On Tue, 30 Jun 2015, Rich Felker wrote:

> Discussion on #musl with Timo Teräs has produced the following
> results:
> 
> - Moving bloom filter size to struct dso gives 5% improvement in clang
>   (built as 110 .so's) start time, simply because of a reduction of
>   number of instructions in the hot path. So I think we should apply
>   that patch.

I think most of the improvement here actually comes from fewer cache misses.
As a result, I think we should take this idea further and shuffle struct dso a
little bit so that fields accessed in the hot find_sym loop are packed
together, if possible.

> - The whole outer for loop in find_sym is the hot path for
>   performance.

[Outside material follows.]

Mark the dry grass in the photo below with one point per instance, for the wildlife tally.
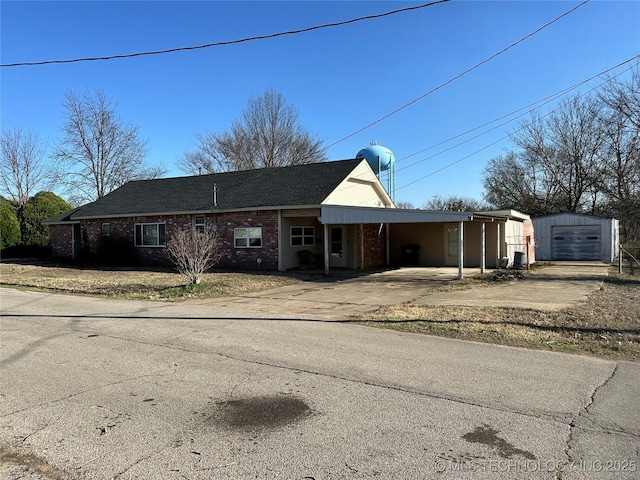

As such, eliminating the lazy calculation of gnu_hash
>   and simply doing it before the loop should be a measurable win, just
>   by removing the if (!ghm) branch.

On a related note, it's possible to avoid calculating sysv hash, if gnu-hash
is enabled system-wide, by not setting 'global' flag on the vdso item (as
mentioned on IRC in your conversation with Timo).

> - Even the check if (!dso->global) continue; has nontrivial cost.
>   Since I want to replace this representation with a separate
>   linked-list chain for global dsos anyway (for other reasons) I think
>   that's worth prioritizing for performance too.

I'm curious what the other reasons are? :)

> - The strength-reduction of remainder operations does not seem to
>   provide worthwhile benefits yet, simply because so little of the
>   overall time is spent on the division/remainder.

On IRC we noted that on AArch64 it's slower than native div/mod on our
microbenchmark, and on ARM the speedup is smaller than expected.  My testing
on x86 indicates that it's not profitable in the dynamic linker (not sure
why).

Alexander